Pero pasarían varios meses hasta que la recuperara si el juez decidía que era prueba circunstancial, y lo que la linterna le pedía era que la rescatara cuanto antes.

¿Qué persona u objeto desea quedarse demasiado tiempo en un despacho de policía? Ni siquiera un policía. Contreras ya había fruncido el ceño. Ya se levantaba. Ya daba un pequeño paseo sin dejar de mirar de reojo a Carvalho. Finalmente se detuvo, se le enfrentó, tomó aire. La linterna le aconsejaba: no te dejes aplastar por las palabras, ni por la situación.

Sácame de aquí, sácame de aquí, por favor.

– ¿De qué conocía usted a Alekos Faranduris?

El usted indicaba que Contreras hacía esfuerzos iniciales de contención, esfuerzos que Carvalho debía agradecerle, por lo que fingió abandonar cualquier resistencia mental y contestó en un tono de voz relajado.

– Nunca llegué a conocerlo.

Contreras suspiró y pareció encontrar una verdad refutadora en un papel trascendental que luego agitó ante Carvalho.

– Empezamos a no estar de acuerdo. Aquí pone que usted se dedicó a buscar a Alekos Faranduris como un loco, como si le fuera en ello la vida. No iba usted solo, pero en cuanto me han dado la descripción de la pandilla en seguida me he dicho: tate, ése es Carvalho. Y luego resulta que horas después de la búsqueda del señor Carvalho, Alekos Faranduris aparece muerto de una sobredosis de droga, una sobredosis que podía haber matado a un caballo, y yo ahora, como usted con su natural listeza comprenderá, me veo obligado a preguntarle: ¿por qué buscaba con tanto ahínco a ese fiambre?

Carvalho carraspeó y puso gotas de la más inocente inocencia en sus ojos.

– Sólo puedo decirle que cuando yo dejé al señor Faranduris en la madrugada del miércoles al jueves gozaba de una excelente salud.

Parecía un moribundo.

– Aún no me ha dicho el porqué de tanto interés por localizar a ese cadáver.

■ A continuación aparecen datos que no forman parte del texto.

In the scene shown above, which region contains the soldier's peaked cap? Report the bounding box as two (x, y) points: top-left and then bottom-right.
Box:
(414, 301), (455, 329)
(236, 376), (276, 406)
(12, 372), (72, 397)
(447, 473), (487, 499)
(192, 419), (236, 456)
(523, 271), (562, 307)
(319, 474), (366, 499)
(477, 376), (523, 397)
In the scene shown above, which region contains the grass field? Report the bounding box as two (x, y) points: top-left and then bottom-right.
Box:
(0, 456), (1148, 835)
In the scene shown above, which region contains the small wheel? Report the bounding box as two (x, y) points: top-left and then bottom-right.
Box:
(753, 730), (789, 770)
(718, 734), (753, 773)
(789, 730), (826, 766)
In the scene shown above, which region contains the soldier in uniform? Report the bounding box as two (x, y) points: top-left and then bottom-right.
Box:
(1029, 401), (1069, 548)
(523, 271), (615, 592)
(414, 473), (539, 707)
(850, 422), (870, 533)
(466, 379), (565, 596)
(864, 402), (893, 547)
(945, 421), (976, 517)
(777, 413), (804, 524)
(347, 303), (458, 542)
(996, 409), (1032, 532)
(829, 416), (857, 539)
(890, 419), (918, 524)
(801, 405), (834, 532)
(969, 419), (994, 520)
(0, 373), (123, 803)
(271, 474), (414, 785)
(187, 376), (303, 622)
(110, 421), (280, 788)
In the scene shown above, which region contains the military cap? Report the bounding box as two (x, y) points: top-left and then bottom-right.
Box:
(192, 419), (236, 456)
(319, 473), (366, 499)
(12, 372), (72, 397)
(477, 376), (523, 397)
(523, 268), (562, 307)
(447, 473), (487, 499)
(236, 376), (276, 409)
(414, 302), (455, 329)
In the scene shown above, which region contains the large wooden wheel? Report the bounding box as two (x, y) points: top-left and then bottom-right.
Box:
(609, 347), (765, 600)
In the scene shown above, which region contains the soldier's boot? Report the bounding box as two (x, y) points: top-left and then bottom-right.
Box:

– Al no hablar más de la cuenta, Contreras, hago un elogio a su inteligencia. Piensa usted, ¿qué interés puedo tener yo en encontrar a un griego moribundo?

– Usted es un mercenario, desde luego, y a eso voy. ¿Quién estaba interesado en encontrar a ese griego?

– Sus parientes. Me localizaron desde Francia. Estaban intranquilos por su desaparición y me pusieron en su pista. Les constaba que se movía por Barcelona y recurrieron a mí porque mi fama ha traspasado todas las fronteras.